Di pintu masuk candi ini terdapat patung naga putih, karena naga dianggap sebagai pelindung agama Buddha, selain berdoa di candi ini jangan lupa untuk berfoto di tempat yang seindah surga ini dan perbarui status anda.

7. Chao Sam Phraya National Museum

Chao Sam Phraya National Museum
Discovery Thailand

Museum Nasional Chao Sam Phraya di pulau bersejarah Ayutthaya memamerkan artefak yang ditemukan selama penggalian dan restorasi kuil kuno di Ayutthaya.Museum ini dinamai Chao Sam Phraya, Raja Ayutthaya pada abad ke-15. Dipamerkan beberapa ribu item termasuk gambar Buddha, tablet nazar, artefak emas dan harta lainnya yang ditemukan dari ruang bawah tanah beberapa kuil.Didirikan pada 1351 Ayutthaya berkembang menjadi Kerajaan yang kuat dan kaya melakukan perdagangan dengan negara-negara Asia dan Eropa. Kuil besar dan mengesankan yang didedikasikan untuk Buddha serta istana Kerajaan dibangun.Kerajaan mengembangkan arsitektur dan seninya sendiri yang berbeda. Relief plesteran, mural, ukiran kayu, dan ornamen emas menunjukkan keahlian pengrajin Ayutthaya.

Koleksi museum dipamerkan di tiga gedung. Gedung 1, gedung utama berlantai dua memamerkan bagian paling menarik dari koleksinya. Item diberi label dalam bahasa Thai dan Inggris.Di antara barang-barang yang dipamerkan adalah sejumlah besar gambar Buddha dari berbagai era dalam sejarah Thailand termasuk Dvaravati, Khmer, Sukhothai dan Ayutthaya.Diantaranya adalah kepala perunggu besar berusia 800 tahun dari patung Buddha yang ditemukan di Wat Thammikarat di Ayutthaya, batu pasir gambar gaya Khmer abad ke-12 dalam meditasi yang ditutupi oleh tudung ular Naga berkepala tujuh dan batu pasir gambar Buddha gaya Dvaravati di meditasi.Salah satu potongan tertua adalah gambar batu pasir yang sangat besar dari seorang Buddha duduk dari era Dvaravati (abad ke7 – 11), tangan kanan di Vitarka mudra, gerakan mengajar.

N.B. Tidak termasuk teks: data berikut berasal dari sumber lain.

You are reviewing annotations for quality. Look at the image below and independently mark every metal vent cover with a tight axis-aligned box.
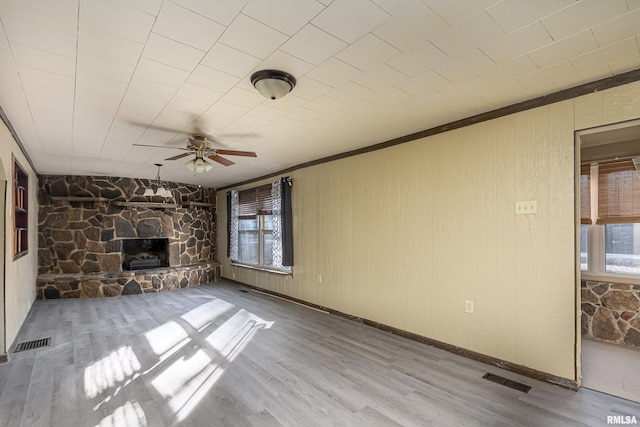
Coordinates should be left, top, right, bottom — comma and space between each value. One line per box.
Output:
13, 337, 51, 353
482, 373, 531, 393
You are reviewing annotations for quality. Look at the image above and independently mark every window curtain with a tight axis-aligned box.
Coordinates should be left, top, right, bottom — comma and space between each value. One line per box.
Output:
227, 190, 240, 261
280, 177, 293, 266
597, 160, 640, 224
580, 164, 592, 224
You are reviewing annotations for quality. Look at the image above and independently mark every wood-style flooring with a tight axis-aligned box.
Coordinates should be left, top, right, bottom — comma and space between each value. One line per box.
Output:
0, 281, 640, 427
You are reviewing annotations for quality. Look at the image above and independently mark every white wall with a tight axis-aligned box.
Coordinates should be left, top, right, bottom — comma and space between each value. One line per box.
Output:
218, 79, 640, 382
0, 121, 38, 355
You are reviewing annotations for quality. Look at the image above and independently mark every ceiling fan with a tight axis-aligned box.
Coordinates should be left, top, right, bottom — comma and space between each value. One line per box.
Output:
133, 133, 257, 173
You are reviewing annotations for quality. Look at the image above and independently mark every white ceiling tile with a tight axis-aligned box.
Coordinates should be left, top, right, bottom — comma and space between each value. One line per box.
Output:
570, 37, 639, 73
305, 96, 349, 114
396, 70, 450, 97
79, 0, 155, 43
311, 0, 389, 43
128, 76, 177, 101
202, 43, 260, 77
78, 28, 144, 65
242, 0, 324, 36
77, 50, 135, 82
142, 33, 205, 71
220, 88, 265, 108
481, 22, 553, 63
307, 58, 362, 87
280, 25, 347, 65
11, 43, 76, 77
220, 14, 287, 58
527, 30, 598, 67
187, 65, 240, 92
153, 2, 225, 52
608, 50, 640, 74
433, 49, 495, 82
18, 65, 75, 93
476, 56, 539, 85
518, 61, 577, 90
176, 82, 223, 105
431, 12, 505, 56
172, 0, 247, 26
353, 64, 408, 91
592, 9, 640, 46
372, 0, 416, 15
487, 0, 576, 33
255, 50, 313, 80
294, 76, 333, 100
373, 2, 449, 52
135, 58, 189, 88
542, 0, 640, 40
113, 0, 164, 16
336, 34, 401, 71
387, 42, 450, 76
0, 0, 78, 34
364, 87, 414, 107
2, 18, 76, 58
425, 0, 500, 25
327, 82, 375, 104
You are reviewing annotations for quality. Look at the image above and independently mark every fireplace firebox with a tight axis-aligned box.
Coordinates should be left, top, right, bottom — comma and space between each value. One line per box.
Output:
122, 238, 169, 271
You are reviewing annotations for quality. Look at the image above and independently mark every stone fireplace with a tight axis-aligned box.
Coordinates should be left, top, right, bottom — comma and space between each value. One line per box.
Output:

Hal-hal menarik dari museum Chao Sam Phraya dipamerkan di tiga ruangan ber-AC. Mereka terutama berisi barang-barang yang ditemukan dari kriptografi Wat Ratchaburana dan Wat Mahathat.Diantaranya adalah artefak emas yang bertatahkan permata berharga, lambang kerajaan, gelang, tutup kepala, kalung, kawat gigi, cincin, dan tablet nazar emas yang menunjukkan hasil karya yang luar biasa.Salah satu barang yang paling menakjubkan adalah gajah kerajaan emas bertahtakan permata bertanggal 1424 yang ditemukan di ruang bawah tanah Wat Ratchaburana. Barang luar biasa lainnya adalah pedang emas dan sarung emasnya bertatahkan batu permata berharga. Pedang yang disebut pedang Kemenangan (Phra Saeng Khan Chai Sri) milik Raja Ayutthaya.Salah satu ruangan didedikasikan untuk relik Buddha yang ditemukan di ruang bawah tanah Wat Mahathat, “kuil Relik Agung”.Fotografi tidak diperbolehkan di salah satu dari tiga kamar ini.

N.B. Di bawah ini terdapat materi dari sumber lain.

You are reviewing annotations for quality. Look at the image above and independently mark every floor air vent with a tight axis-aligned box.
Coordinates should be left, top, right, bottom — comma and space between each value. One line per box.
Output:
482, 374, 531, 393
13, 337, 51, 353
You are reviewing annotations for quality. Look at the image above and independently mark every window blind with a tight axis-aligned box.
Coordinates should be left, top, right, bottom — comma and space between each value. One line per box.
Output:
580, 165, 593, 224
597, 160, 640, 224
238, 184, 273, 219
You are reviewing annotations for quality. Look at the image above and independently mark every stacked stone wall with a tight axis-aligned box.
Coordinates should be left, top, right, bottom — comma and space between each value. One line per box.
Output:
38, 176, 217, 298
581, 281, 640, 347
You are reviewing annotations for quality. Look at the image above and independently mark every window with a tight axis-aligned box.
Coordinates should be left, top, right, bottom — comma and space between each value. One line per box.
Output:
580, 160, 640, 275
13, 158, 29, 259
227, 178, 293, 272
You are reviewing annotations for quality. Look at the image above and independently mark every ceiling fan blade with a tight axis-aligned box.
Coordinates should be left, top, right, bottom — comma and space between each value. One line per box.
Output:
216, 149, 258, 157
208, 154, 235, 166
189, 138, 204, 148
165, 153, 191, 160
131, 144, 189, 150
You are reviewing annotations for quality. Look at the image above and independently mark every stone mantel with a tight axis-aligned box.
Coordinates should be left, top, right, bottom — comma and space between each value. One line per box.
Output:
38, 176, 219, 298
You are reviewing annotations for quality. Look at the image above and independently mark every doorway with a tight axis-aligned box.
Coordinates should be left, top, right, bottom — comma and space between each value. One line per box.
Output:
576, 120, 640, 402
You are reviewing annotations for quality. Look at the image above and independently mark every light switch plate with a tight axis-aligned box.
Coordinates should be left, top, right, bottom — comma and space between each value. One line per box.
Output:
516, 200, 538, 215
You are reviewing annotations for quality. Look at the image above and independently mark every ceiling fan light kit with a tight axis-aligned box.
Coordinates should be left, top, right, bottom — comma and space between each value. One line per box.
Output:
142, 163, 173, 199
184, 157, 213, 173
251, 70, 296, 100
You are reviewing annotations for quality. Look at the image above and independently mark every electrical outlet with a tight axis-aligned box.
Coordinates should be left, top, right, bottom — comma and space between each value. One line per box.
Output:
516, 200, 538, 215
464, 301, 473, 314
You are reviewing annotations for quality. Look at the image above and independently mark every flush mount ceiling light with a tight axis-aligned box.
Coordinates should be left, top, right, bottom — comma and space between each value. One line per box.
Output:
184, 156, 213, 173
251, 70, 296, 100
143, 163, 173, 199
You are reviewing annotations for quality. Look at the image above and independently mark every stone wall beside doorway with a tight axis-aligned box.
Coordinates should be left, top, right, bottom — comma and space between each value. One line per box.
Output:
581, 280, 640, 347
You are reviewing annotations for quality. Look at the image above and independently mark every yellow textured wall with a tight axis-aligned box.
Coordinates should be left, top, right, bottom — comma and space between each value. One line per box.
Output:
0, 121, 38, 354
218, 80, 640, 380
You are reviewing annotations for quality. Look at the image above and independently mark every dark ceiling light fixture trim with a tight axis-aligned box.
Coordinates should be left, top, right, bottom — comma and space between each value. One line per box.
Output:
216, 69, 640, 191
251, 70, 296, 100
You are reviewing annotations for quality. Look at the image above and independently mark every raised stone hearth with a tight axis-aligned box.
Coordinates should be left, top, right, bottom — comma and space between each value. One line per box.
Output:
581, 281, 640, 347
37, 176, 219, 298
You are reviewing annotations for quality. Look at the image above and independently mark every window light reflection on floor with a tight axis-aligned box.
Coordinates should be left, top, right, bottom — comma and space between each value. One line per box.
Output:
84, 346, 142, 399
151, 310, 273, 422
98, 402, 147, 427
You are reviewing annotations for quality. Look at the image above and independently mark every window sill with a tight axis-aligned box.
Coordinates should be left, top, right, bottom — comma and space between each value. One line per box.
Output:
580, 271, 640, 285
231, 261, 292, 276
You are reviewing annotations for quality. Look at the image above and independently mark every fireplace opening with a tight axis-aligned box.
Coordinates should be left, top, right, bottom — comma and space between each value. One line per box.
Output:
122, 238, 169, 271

Tiket Masuk: 150 Baht (sekitar Rp70.000)
Alamat: Maps
Jam Operasional: Setiap hari, 09.00 – 16.00

Membuat film dan video dilarang di dalam museum. Fotografi tidak diperbolehkan di salah satu dari tiga ruang berkubah. Di bagian lain museum, pengambilan foto tanpa menggunakan flash diperbolehkan.Suvenir dan buku tentang sejarah dan kuil Ayutthaya dijual di loket tiket.